En el tiempo que estuve visitando, cinco o seis veces hacía el mismo movimiento y luego regresaba muy serio con la mirada perdida.
La monjita que me atendía notó mi curiosidad ante la actitud del envejeciente.
-Es don Enrique -me informó-, así se pasa todo el día.
-En el tiempo que hemos estado aquí conversando se ha parado varías veces. Curioso, ¿verdad?
-Es un caso triste, lo trajeron una mañana sus hijos porque estaba enfermo y no lo podían atender. Una familia de escasos recursos y todos trabajando y con familia, al viejito lo dejaban solo en la casa y se enfermaba constantemente. Cuando lo dejaron venían a verlo dos veces al mes, ya ni dos veces al año. Don Enrique se pasa el día caminando hacia la puerta para recibir a sus hijos que nunca llegan, así como él hay muchos que ni siquiera cuando mueren se ocupan de venir.
Guardé silencio, una tristeza profunda atravesó mi corazón. Le pedí permiso a la religiosa y me le acerqué al anciano; me dijeron que rozaba los 90 en ese tiempo, solo 15 más que yo.
Vestido modestamente con unas chancletas que parece usaban todos, limpio, una barba incipiente (luego me enteré de que exige que lo afeiten una vez a la semana), apenas habla y cuando lo hace habla de sus hijos e inventa que vienen cada domingo a visitarlo y que hasta una que otra vez han llegado con sus nietos, que son tres, pero que nadie ha visto nunca.
-Él -me comunica mi anfitriona- se ha inventado una familia en ausencia de la que no tiene, lo hemos sorprendido conversando solo y algunos días grita en voz alta el nombre de sus dos hijos y hasta los corrige de alguna travesura imaginaria.
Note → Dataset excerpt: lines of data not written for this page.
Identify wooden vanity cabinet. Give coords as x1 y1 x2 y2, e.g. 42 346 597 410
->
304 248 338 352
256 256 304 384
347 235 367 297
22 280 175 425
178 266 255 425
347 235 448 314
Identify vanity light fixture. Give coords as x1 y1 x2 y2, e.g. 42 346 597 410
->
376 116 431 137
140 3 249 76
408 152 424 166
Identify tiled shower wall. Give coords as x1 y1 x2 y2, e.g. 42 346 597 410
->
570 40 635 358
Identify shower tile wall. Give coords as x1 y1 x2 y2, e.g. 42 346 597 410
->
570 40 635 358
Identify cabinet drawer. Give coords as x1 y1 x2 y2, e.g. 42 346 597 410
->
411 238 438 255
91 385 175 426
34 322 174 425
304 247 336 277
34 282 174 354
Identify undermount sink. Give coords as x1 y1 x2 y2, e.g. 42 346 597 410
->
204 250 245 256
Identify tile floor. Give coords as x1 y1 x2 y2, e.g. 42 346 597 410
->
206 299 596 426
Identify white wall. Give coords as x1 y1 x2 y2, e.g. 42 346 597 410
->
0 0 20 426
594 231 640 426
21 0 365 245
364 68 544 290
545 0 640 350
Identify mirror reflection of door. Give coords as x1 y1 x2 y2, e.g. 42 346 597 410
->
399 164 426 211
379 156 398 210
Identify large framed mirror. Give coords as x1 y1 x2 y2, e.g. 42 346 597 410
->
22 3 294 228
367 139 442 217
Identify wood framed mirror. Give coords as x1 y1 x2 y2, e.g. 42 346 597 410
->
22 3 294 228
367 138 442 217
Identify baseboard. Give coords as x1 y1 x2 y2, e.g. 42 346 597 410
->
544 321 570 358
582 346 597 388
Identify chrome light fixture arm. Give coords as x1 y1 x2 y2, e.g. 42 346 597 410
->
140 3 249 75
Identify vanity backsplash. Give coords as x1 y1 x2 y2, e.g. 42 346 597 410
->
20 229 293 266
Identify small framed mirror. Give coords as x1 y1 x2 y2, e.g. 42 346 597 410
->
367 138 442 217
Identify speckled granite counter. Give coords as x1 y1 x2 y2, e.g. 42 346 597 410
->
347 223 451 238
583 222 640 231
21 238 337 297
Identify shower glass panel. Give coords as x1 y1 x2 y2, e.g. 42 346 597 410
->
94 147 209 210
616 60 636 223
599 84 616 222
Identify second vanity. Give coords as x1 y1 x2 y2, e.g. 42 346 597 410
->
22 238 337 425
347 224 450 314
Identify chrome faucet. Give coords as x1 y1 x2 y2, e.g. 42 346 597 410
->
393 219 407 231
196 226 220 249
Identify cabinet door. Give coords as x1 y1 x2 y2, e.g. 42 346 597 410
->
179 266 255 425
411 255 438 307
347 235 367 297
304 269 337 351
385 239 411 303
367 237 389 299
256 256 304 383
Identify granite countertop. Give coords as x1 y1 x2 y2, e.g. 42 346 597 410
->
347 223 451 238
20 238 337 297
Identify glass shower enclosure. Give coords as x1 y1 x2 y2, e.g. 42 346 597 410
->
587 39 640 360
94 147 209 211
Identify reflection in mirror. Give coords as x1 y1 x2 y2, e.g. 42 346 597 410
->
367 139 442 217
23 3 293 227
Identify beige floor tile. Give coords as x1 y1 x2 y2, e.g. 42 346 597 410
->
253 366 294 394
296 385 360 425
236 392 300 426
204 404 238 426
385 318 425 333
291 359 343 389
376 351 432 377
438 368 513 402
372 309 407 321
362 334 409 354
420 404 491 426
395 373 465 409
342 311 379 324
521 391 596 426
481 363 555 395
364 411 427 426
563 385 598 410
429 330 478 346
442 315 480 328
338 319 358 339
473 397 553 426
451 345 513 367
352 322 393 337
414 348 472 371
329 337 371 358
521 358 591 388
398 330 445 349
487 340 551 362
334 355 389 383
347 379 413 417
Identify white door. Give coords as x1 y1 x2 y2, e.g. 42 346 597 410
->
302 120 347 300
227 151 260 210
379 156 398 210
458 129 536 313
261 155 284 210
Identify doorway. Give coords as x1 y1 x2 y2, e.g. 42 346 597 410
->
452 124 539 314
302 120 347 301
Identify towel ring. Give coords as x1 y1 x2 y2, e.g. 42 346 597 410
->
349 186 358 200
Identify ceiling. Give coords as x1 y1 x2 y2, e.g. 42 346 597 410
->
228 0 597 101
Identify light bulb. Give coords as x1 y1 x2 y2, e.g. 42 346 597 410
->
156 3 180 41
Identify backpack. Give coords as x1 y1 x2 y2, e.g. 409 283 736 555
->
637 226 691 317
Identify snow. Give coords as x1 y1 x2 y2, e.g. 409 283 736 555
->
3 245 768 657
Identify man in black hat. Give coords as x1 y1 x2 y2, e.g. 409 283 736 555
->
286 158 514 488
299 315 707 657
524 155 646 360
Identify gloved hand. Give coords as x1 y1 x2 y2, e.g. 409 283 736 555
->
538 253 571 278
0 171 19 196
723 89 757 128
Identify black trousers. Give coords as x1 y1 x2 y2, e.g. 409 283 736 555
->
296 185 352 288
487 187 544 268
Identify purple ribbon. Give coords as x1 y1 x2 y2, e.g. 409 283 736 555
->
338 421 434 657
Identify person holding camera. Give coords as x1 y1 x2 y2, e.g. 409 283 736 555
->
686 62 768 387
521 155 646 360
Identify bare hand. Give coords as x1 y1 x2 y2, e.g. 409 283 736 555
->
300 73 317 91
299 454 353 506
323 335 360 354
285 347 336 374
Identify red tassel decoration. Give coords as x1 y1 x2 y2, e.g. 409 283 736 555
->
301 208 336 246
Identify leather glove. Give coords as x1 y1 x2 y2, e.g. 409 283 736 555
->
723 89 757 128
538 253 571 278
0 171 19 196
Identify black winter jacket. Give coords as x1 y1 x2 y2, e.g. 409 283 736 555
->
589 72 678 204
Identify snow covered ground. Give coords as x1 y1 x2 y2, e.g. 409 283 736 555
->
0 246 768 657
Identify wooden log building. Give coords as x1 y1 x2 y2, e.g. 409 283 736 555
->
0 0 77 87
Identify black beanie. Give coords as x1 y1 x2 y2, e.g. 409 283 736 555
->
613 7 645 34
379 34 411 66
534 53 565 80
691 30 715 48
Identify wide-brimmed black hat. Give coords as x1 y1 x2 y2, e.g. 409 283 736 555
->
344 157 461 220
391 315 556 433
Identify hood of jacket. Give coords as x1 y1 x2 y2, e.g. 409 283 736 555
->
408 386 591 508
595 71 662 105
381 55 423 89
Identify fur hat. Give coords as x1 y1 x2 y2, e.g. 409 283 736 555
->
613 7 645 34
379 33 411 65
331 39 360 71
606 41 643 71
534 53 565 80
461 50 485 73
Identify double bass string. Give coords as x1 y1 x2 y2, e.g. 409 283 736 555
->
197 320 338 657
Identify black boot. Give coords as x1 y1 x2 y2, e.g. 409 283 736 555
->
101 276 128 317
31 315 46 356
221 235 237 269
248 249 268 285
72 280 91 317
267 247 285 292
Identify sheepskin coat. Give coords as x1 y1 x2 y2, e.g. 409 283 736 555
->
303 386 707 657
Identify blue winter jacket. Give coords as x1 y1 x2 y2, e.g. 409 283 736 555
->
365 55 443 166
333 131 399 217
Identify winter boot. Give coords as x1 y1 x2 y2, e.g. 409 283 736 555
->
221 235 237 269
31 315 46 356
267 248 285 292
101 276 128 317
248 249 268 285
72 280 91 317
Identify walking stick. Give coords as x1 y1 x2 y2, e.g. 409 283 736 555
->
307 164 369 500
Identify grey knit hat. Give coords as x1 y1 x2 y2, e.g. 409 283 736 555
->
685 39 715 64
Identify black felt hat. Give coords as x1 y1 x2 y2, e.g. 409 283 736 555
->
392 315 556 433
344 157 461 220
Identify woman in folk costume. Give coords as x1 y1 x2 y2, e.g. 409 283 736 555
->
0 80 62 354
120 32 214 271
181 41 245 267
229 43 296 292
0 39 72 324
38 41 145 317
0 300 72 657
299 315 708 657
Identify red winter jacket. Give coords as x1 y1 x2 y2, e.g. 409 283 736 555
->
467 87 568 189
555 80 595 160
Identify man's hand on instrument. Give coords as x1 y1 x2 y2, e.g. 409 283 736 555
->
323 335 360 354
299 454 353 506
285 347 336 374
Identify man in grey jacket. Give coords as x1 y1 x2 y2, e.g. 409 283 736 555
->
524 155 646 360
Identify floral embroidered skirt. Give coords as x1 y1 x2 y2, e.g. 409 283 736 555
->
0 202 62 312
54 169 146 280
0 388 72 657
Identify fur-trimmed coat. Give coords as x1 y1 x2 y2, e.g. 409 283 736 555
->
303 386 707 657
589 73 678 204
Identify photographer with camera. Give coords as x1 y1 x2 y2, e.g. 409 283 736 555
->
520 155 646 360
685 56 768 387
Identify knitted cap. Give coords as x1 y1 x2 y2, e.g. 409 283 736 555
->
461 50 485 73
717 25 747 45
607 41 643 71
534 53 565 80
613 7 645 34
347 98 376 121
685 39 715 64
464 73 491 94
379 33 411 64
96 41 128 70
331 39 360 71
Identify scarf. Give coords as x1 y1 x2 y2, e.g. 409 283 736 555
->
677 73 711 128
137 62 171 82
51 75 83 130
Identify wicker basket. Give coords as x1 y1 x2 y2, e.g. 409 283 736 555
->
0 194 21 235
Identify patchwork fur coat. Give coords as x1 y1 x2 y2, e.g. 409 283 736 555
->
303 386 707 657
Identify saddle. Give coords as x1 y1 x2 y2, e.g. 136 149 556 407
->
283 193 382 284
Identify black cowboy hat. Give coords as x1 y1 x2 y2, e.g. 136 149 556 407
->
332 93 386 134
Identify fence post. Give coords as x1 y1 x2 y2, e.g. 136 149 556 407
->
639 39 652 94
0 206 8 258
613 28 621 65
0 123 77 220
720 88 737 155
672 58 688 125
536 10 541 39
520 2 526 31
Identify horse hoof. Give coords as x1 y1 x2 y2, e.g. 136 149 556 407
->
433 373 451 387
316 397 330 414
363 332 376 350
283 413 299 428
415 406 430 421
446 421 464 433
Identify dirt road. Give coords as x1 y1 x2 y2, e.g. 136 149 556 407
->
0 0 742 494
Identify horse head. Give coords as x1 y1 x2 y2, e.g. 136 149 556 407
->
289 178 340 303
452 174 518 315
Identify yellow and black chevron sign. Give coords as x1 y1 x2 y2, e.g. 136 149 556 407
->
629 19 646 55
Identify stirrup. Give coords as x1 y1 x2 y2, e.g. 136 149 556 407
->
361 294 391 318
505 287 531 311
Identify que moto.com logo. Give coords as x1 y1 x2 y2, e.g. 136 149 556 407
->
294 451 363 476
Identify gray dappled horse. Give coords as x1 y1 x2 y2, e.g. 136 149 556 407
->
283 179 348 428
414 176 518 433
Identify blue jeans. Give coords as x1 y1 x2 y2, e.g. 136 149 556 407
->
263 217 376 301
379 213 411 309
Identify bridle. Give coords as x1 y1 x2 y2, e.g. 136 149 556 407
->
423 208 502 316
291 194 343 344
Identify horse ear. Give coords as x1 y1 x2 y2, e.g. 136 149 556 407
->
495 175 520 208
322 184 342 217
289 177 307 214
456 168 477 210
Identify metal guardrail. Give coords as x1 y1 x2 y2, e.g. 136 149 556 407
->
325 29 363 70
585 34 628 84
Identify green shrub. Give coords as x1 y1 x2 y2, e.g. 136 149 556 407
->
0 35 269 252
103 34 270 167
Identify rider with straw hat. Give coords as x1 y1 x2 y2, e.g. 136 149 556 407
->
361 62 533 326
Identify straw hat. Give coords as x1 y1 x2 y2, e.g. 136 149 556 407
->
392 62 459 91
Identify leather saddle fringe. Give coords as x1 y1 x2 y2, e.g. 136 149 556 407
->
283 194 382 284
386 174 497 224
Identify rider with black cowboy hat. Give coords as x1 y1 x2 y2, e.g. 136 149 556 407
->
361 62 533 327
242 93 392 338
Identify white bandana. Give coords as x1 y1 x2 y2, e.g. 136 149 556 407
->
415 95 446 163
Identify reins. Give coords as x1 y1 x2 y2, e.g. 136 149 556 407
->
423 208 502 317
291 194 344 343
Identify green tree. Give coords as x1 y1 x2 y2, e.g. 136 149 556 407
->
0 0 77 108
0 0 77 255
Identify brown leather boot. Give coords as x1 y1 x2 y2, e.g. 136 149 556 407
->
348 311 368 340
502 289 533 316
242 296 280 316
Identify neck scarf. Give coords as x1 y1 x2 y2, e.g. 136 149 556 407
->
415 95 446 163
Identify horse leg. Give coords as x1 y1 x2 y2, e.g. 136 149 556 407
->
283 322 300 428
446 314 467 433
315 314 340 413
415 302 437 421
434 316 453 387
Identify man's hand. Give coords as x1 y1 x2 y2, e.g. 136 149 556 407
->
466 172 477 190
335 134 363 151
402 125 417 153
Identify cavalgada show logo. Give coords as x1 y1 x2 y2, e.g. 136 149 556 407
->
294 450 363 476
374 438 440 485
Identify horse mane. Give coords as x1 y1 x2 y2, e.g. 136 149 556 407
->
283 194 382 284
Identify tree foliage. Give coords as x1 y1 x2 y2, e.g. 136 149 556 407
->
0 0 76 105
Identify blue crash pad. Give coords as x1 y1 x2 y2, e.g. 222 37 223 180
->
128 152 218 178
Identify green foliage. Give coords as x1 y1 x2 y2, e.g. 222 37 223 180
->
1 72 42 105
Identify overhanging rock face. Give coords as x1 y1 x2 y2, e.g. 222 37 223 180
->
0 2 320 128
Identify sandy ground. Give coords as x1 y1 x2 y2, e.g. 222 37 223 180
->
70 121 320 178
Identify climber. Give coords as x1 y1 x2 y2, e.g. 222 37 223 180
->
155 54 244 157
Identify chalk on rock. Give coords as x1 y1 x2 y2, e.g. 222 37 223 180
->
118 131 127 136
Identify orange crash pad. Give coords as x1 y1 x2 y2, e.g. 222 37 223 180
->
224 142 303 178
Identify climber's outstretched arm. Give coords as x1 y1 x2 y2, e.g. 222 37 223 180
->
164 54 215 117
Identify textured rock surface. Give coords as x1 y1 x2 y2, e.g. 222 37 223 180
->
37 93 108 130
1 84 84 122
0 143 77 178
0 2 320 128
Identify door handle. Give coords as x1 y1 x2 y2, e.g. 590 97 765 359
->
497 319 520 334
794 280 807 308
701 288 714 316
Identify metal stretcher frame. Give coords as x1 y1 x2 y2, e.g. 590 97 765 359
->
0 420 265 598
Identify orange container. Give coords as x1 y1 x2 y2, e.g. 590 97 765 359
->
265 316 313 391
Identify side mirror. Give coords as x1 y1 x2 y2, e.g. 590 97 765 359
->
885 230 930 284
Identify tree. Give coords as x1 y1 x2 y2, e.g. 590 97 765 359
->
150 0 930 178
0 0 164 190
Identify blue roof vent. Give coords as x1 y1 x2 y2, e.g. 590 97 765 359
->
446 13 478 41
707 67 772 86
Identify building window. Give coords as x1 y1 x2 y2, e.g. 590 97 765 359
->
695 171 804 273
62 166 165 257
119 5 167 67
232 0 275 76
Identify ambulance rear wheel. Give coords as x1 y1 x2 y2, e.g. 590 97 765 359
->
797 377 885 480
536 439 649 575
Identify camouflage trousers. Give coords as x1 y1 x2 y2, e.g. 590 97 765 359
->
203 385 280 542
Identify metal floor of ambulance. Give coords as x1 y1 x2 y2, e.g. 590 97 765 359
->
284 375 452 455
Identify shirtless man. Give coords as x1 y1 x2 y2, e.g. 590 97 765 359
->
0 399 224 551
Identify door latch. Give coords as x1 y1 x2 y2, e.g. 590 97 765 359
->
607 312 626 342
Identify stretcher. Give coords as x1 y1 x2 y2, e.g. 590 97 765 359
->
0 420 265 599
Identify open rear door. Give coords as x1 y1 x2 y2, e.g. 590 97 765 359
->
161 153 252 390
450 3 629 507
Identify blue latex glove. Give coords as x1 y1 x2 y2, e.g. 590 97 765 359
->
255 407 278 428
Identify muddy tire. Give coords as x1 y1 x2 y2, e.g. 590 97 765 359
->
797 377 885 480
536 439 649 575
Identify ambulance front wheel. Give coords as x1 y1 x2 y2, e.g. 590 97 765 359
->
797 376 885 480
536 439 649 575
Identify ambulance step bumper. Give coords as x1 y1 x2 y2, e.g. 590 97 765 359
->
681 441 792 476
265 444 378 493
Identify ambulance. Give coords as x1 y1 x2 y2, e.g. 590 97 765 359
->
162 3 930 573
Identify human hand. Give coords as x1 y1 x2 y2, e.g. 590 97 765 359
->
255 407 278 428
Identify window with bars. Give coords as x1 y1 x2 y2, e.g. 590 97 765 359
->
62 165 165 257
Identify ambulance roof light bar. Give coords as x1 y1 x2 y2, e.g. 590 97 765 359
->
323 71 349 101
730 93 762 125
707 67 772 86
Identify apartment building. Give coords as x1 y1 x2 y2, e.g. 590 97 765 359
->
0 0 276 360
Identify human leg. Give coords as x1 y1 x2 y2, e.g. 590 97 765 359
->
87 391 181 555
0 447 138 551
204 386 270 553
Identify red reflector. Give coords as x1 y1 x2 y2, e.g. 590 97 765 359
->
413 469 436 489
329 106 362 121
Siento su mirada penetrante, soy muy viejo para ser su hijo, pero creo que me sonríe, quizás me confunda con algún hermano o vecino, mueve los labios, pero no entiendo lo que dice, e inicia una larga conversación que no puedo seguir; me atrevo y le pongo la mano en el hombro, no se inmuta, siente mi amistad.
Están tan solos los envejecientes, ¡tan solos! Una pena que al llegar al final de sus vidas algunos ni siquiera tengan la dicha de morir rodeados de los suyos.
No hago comentarios, ¡es tan sola la soledad!, me digo para mis adentros. ¡Si supieran los jóvenes la necesidad tan grande que tenemos de una simple compañía!
Me fui del asilo con una sensación extraña que no puedo explicar. Hay que morirse joven y a mí ya se me pasó el tiempo.